Professor Jose A. Lorente, M.D., Ph.D.
Full Professor
Department of Legal Medicine
Director of the Laboratory of Genetic Identification & Human Rights (LABIGEN)
University of Granada, Spain
Jose A. Lorente (M.D., Ph.D.) is Full Professor of Forensic Medicine at the University of Granada, Spain. He is Specialist in Forensic Medicine (1990), and also a Specialist in Occupational & Industrial Medicine.
After receiving his Ph.D. with Special Honors at the University of Granada in 1989, Dr. Lorente moved with a postdoc position to Heidelberg and Muenster (Germany), and later (1992-1993) to the University of Berkeley and the FBI Academy in Quantico, Virginia, USA .
He has always felt special passion and interests for those cases related to human rights, trying to use cutting-edge technologies to help the families and support justice. He’s been supporting authorities and relatives of missing persons and human rights organizations in different countries.

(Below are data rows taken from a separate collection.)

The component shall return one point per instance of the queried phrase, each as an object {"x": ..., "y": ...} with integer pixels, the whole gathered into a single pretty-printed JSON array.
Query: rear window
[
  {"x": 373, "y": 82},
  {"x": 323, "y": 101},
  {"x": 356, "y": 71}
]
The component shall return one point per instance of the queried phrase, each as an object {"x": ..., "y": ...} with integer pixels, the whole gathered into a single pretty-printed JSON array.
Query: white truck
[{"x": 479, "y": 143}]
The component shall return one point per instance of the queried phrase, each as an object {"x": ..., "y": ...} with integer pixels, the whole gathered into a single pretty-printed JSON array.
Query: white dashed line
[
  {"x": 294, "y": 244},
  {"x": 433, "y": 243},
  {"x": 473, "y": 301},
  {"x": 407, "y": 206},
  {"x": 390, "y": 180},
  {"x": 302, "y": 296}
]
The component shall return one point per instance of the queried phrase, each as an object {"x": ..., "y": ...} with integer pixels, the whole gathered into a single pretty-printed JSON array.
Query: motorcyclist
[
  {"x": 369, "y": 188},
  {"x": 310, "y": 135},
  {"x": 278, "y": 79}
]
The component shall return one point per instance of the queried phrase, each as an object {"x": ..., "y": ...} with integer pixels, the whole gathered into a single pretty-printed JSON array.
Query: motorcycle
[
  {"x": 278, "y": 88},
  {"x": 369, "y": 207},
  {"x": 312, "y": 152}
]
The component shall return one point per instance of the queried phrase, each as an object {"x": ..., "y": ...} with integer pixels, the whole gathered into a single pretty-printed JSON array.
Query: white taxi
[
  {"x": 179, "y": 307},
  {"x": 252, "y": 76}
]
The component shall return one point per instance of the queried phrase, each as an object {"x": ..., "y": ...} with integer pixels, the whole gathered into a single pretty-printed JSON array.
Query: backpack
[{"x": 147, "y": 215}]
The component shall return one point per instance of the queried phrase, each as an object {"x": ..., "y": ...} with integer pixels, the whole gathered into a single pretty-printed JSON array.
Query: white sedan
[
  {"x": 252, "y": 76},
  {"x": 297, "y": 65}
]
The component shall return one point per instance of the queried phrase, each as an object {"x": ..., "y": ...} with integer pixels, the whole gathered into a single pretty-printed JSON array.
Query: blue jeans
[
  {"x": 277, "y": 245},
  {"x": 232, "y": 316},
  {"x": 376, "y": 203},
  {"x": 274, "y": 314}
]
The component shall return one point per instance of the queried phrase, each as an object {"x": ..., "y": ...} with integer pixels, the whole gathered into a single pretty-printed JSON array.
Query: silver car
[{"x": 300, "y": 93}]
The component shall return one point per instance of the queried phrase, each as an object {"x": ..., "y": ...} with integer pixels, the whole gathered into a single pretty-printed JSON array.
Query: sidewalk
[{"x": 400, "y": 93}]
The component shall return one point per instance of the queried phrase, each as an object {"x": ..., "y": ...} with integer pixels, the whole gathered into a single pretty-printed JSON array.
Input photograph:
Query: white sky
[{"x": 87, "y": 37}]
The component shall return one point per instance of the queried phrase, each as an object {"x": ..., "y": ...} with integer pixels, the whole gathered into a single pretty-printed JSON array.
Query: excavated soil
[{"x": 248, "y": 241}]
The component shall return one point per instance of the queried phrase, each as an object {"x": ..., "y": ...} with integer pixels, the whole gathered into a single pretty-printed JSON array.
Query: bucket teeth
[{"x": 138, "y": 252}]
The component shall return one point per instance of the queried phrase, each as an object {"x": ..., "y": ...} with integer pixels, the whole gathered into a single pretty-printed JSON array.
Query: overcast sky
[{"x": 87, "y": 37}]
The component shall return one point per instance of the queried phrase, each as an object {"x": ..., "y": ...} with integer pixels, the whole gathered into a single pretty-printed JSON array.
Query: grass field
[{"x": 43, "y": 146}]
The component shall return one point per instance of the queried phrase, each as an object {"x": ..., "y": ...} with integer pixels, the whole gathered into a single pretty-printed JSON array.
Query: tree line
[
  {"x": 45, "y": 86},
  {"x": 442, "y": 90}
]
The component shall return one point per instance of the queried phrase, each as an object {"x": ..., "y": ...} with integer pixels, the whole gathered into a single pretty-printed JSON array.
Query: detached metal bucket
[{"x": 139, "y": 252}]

In 1999 he started the “Phoenix Program of Spain” - Missing Persons Genetic Identification Program which is the first of its kind. In 2004, he created and started as the Scientific Director at the ‘DNA-PROKIDS Program – International Missing Kids Identification Program’, (www.dna-prokids.org). This program is now running in 16 countries around the world with great success (more than 3.500 children identified and returned to their families). He also created and leads the DNA-ProORGAN program to fight human trafficking by tracking the origin of the transplanted organ using genetic identification
Dr. Lorente is also interested in medical genomics, basically in liquid biopsy and cancer interception, and he was elected as Honorary Member of the Asian Forensic Sciences Network (AFSN) in 2009.
KEYNOTE SYNOPSE - “DNA & human rights: Facing the challenges of the XXIst century”
Human rights and forensic science are irrevocably tied in most of the occasions. The correct investigation and prosecution of any kind of alleged criminal needs the support of forensic specialists to generate objective and valuable data that could be used either to condemn or to exonerate, this the greatness of our science.
Among the most heinous crimes are the ones committed against persons. In human rights cases, genetic identification play a crucial role to identify the victim. The use of the most advances technologies, including NGS and the classical STRs, and the development of national and international databases that could be interconnected may play a crucial role along the next years.
Nevertheless, we have to keep in mind that we can play a role to prevent crime, for instance -but not only- avoiding impunity when a criminal is identified. But beside that, we must help to develop protocols to prevent human trafficking, children illegal adoptions or children exploitation, or organ trafficking. All these problems pose a challenge, that can benefit with the use of DNA-based technologies and databases.